L’esperimento condotto a San Diego ha coinvolto due tipi di volontari, in totale 98, individui sani e individui con dolore lombare cronico. I partecipanti hanno seguito un corso di meditazione poi, mentre praticavano, hanno ricevuto o un placebo o un’alta dose di naloxone, una sostanza che blocca l’azione degli oppioidi sia endogeni sia sintetici. Nello stesso tempo hanno subito uno stimolo di calore molto doloroso ma innocuo sul retro di una gamba. I ricercatori hanno misurato e comparato quanto sollievo dal dolore era stato procurato dalla meditazione mentre il sistema degli oppioidi era bloccato oppure no. Ed ecco che cosa hanno scoperto:

  • bloccare il sistema degli oppioidi col naloxone impediva il sollievo dal dolore con la meditazione negli uomini, suggerendo che questo sesso poggia sugli oppioidi endogeni come antidolorifici
  • il naloxone ha aumentato il sollievo dal dolore per la meditazione nelle donne, suggerendo che esse poggiano su meccanismi non oppioidi per ridurre il dolore
  • nei partecipanti dei due sessi, quanti soffrivano di dolore cronico avevano beneficiato del sollievo dovuto alla meditazione più dei volontari sani.
 

TUTTO CONFLUISCE NELLA “MEDICINA DI PRECISIONE”

Il professor Fabio Intelligente mostra qualche perplessità sul valore della “misura” del sollievo portato dalla meditazione. «Forse l’Intelligenza artificiale saprà fare questo calcolo cogliendo tutte le possibili sfumature – concede. – Comunque, le vie di inibizione del dolore, l’analgesia, di cui disponiamo sono a base di oppioidi, di endo-cannabinoidi e di noradrenalina.
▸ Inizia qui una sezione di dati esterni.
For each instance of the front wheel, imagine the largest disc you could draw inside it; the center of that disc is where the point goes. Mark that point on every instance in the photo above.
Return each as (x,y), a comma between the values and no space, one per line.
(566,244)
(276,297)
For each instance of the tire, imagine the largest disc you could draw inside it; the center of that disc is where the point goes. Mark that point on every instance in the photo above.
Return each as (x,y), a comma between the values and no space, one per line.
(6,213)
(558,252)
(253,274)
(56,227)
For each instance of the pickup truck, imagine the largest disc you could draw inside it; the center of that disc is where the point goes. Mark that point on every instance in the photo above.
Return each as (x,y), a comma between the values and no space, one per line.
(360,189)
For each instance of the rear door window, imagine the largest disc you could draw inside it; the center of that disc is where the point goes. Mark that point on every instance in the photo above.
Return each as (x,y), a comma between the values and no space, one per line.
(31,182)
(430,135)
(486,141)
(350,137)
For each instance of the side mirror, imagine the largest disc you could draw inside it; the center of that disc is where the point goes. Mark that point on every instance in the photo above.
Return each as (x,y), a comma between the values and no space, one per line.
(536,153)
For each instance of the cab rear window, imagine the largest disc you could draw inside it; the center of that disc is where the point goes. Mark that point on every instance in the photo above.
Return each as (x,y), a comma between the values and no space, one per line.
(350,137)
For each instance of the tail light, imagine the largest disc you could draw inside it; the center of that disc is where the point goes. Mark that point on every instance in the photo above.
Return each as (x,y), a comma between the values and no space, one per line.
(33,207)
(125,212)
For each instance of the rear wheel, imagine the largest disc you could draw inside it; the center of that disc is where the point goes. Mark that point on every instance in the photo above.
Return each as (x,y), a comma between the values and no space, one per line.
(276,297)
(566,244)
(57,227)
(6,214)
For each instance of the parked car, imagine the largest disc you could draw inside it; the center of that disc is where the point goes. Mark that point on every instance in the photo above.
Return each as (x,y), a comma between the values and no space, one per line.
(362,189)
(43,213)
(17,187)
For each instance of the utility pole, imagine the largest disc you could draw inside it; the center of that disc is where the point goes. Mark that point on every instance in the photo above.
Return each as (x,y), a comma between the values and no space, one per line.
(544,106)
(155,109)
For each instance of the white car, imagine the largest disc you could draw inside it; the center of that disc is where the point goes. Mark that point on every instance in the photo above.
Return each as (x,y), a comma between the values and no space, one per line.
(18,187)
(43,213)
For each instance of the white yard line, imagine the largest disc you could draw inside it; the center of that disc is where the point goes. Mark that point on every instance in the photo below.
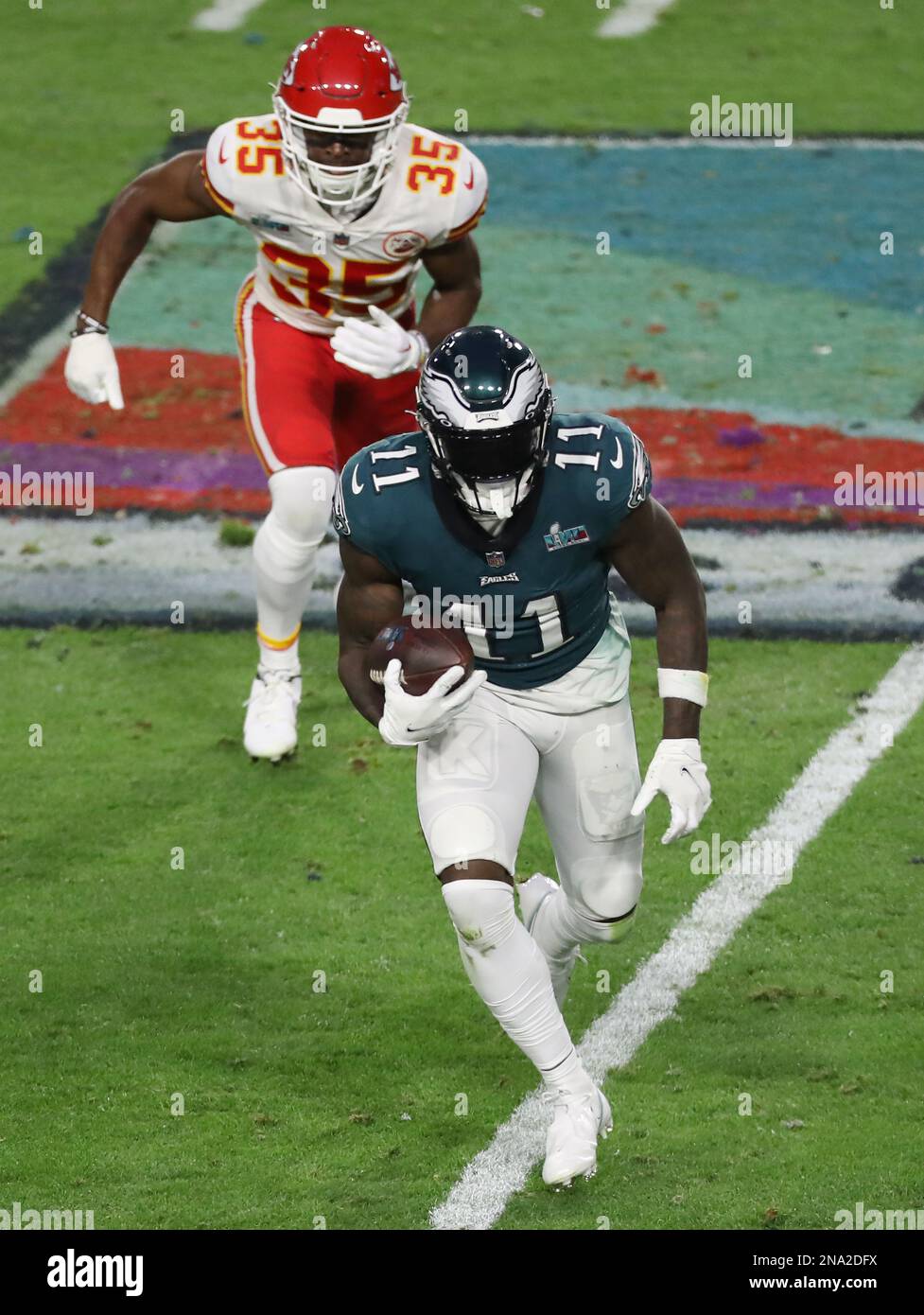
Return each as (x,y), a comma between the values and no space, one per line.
(609,141)
(634,17)
(225,14)
(482,1192)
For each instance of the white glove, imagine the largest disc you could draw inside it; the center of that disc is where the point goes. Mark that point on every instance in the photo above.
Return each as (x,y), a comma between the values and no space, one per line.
(378,349)
(91,370)
(413,718)
(678,772)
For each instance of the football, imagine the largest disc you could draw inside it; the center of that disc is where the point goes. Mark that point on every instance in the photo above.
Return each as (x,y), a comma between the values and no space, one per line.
(425,653)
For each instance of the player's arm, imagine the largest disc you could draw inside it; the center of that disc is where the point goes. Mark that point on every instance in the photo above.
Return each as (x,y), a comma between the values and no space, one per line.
(380,346)
(650,553)
(454,297)
(370,599)
(172,191)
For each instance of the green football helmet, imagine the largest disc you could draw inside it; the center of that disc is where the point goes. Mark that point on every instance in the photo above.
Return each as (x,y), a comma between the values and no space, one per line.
(484,403)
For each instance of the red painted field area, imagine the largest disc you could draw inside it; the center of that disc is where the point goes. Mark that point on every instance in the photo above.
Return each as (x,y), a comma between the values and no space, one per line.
(182,446)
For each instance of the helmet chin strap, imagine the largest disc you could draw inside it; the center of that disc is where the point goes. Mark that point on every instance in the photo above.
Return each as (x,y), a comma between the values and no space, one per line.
(498,500)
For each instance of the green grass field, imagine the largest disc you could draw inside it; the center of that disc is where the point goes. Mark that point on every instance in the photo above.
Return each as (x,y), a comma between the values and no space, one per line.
(201,981)
(97,80)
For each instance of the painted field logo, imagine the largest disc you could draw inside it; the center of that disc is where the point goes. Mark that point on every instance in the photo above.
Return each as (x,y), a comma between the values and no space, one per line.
(880,488)
(559,538)
(742,857)
(898,1220)
(17,1219)
(47,488)
(749,118)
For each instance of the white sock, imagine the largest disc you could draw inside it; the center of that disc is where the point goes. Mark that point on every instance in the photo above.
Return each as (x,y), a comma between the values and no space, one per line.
(286,552)
(512,977)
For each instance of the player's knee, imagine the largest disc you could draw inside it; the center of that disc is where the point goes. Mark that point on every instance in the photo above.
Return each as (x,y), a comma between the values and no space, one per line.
(607,890)
(481,911)
(464,833)
(301,499)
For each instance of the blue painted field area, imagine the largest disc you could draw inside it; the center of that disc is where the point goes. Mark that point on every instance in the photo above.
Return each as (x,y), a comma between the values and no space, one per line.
(714,253)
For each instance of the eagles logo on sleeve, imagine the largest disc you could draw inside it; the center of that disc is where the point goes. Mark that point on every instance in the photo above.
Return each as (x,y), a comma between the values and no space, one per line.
(338,511)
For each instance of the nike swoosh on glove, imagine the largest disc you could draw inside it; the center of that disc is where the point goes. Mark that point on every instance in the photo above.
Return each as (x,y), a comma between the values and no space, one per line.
(413,718)
(380,349)
(91,370)
(678,772)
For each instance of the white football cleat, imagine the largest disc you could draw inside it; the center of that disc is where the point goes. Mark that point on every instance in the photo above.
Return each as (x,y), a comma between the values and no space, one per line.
(532,896)
(270,726)
(570,1146)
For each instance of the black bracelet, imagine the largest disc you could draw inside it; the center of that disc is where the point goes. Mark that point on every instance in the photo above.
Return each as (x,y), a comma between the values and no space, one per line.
(91,325)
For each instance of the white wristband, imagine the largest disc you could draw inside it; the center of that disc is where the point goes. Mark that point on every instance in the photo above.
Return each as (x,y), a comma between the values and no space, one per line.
(691,685)
(424,347)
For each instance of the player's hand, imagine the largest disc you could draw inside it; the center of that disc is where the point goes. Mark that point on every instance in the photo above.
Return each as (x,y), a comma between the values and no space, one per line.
(378,349)
(678,772)
(413,718)
(91,370)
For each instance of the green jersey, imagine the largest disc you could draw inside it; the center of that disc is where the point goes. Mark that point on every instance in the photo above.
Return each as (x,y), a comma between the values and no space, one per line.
(532,599)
La capacità della meditazione di modulare il dolore usa probabilmente vie diverse. Volendo riassumere il senso dei due studi, si può dire che ci aprono orizzonti su come la medicina di precisione, andando alla base del dolore acuto o cronico, può essere sempre più specifica nelle gestioni, al plurale. Agendo infatti per target. Migliorando la conoscenza dei potenziali gruppi, a partire dalla distinzione basilare tra uomini e donne. Così da costruire terapie sempre più precise rispetto alle caratteristiche personali del paziente».

Serena Zoli
Serena Zoli

Giornalista professionista, per 30 anni al Corriere della Sera, autrice del libro “E liberaci dal male oscuro - Che cos’è la depressione e come se ne esce”.